Maureen Beck - Paraclimbing Champion
Maureen (Whalley) Beck was lucky to grow up in the Maine woods scrambling and playing in the dirt. She roped up for the first time at age 12 and hasn’t stopped since. Cragging her way through New England, she developed her potential as a one-handed climber.
Prior to the advent of social media and the Internet, Maureen believed that she was the only differently abled person in the world that climbed. She and her friends invented techniques using a trial and error process, slowly (and sometimes painfully) learning out how to climb one-handed. Just because Maureen went to the school of hard knocks and just because she thought she was the only one-handed climber, doesn't mean others have to have the same experience. She loves introducing other people with disabilities to climbing and growing the gimp squad.
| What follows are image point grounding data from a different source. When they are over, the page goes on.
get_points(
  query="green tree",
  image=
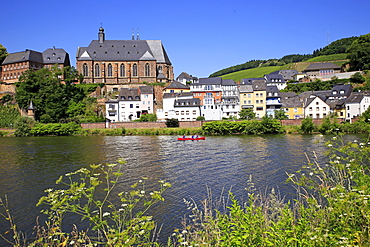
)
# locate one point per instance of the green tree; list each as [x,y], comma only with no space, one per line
[3,53]
[247,114]
[307,125]
[280,114]
[357,78]
[23,126]
[359,53]
[48,94]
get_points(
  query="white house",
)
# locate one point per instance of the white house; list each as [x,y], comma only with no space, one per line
[356,104]
[168,111]
[130,104]
[315,107]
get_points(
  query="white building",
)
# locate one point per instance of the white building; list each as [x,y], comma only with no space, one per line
[315,107]
[356,104]
[130,104]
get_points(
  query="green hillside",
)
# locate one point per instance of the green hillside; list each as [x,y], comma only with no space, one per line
[327,58]
[337,59]
[252,73]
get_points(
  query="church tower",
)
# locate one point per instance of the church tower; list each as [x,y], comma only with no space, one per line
[101,35]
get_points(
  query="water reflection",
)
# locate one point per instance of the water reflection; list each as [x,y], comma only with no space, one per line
[28,166]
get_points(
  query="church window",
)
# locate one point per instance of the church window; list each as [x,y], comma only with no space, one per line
[147,69]
[110,70]
[122,70]
[97,70]
[134,70]
[85,70]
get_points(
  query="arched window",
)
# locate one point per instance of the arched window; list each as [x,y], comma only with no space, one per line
[97,70]
[134,70]
[122,70]
[85,70]
[147,69]
[110,70]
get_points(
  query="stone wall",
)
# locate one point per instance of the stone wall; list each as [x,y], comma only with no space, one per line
[183,124]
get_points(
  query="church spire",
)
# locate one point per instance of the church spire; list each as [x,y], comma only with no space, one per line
[101,35]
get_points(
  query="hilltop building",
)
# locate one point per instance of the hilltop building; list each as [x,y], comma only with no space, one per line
[15,64]
[122,62]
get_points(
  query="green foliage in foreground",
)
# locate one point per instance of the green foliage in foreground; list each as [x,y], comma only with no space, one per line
[331,209]
[8,115]
[266,126]
[57,129]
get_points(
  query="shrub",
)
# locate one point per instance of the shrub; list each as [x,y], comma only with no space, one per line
[23,126]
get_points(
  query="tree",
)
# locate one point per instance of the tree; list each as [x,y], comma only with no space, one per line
[357,78]
[280,114]
[3,53]
[48,94]
[359,53]
[247,114]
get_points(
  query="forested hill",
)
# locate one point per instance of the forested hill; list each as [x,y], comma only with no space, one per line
[337,47]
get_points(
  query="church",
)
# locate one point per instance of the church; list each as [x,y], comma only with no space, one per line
[123,62]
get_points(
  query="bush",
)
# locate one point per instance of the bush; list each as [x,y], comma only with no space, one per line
[23,126]
[57,129]
[8,115]
[172,123]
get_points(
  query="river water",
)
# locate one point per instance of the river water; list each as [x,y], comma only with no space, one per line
[30,165]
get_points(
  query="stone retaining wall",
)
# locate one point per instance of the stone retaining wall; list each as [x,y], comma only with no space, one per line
[183,124]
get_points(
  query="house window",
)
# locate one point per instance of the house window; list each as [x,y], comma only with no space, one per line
[110,70]
[85,70]
[122,70]
[147,69]
[134,70]
[97,70]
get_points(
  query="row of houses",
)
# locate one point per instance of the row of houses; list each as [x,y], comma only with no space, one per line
[217,98]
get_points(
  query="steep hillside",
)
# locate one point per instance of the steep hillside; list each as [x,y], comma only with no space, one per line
[337,59]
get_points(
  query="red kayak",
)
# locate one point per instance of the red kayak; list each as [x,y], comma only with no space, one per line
[191,139]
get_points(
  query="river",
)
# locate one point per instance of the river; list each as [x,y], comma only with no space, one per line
[30,165]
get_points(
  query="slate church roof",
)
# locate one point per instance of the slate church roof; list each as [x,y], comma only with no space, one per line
[123,50]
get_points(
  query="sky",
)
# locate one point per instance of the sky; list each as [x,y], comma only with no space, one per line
[200,36]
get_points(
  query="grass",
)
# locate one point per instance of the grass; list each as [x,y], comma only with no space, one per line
[252,73]
[337,59]
[328,58]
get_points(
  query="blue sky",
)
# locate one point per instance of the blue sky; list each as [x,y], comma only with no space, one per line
[200,37]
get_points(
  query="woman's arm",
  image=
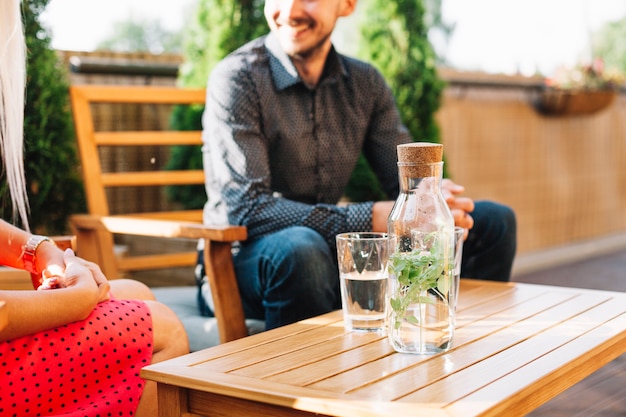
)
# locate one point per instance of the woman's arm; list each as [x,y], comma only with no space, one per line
[12,249]
[29,312]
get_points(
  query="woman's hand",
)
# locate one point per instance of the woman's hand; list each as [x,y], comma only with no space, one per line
[77,272]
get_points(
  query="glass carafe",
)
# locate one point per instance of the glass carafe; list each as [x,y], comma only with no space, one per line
[421,266]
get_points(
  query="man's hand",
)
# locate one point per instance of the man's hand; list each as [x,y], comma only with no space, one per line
[459,206]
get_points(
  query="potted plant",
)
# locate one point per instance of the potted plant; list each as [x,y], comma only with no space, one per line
[584,89]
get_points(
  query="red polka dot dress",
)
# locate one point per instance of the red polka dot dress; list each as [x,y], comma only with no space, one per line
[88,368]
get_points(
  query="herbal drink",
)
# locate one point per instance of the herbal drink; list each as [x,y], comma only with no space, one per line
[363,300]
[362,260]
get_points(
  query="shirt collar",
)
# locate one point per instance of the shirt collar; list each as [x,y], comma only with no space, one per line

Now based in the Colorado Front Range, Mo spends her nights training at the gym and her weekends climbing all over the American southwest. She works closely with the adaptive climbing community and the Paraclimbing section of USA Climbing. As a competitive climber, she has won 10 national titles, a gold medal at the 2014 Paraclimbing World Championships in Spain, and defended that title with a gold medal at the 2016 World Championships in Paris. In 2017, Maureen became the chair of the USAC Paraclimbing Committee. After an expedition to the Northwest Territories Cirque of the Unclimbables, she was named one of National Geographic’s 2019 Adventurers of the Year. She now serves on the Board of Directors for both the American Alpine Club and USA Climbing. She is also the Programming Director for the wildly successful Adaptive Climbers Festival.
In addition to climbing, Mo loves gardening, her chickens and dogs, sleeping in cars, and fine Scotch whiskey.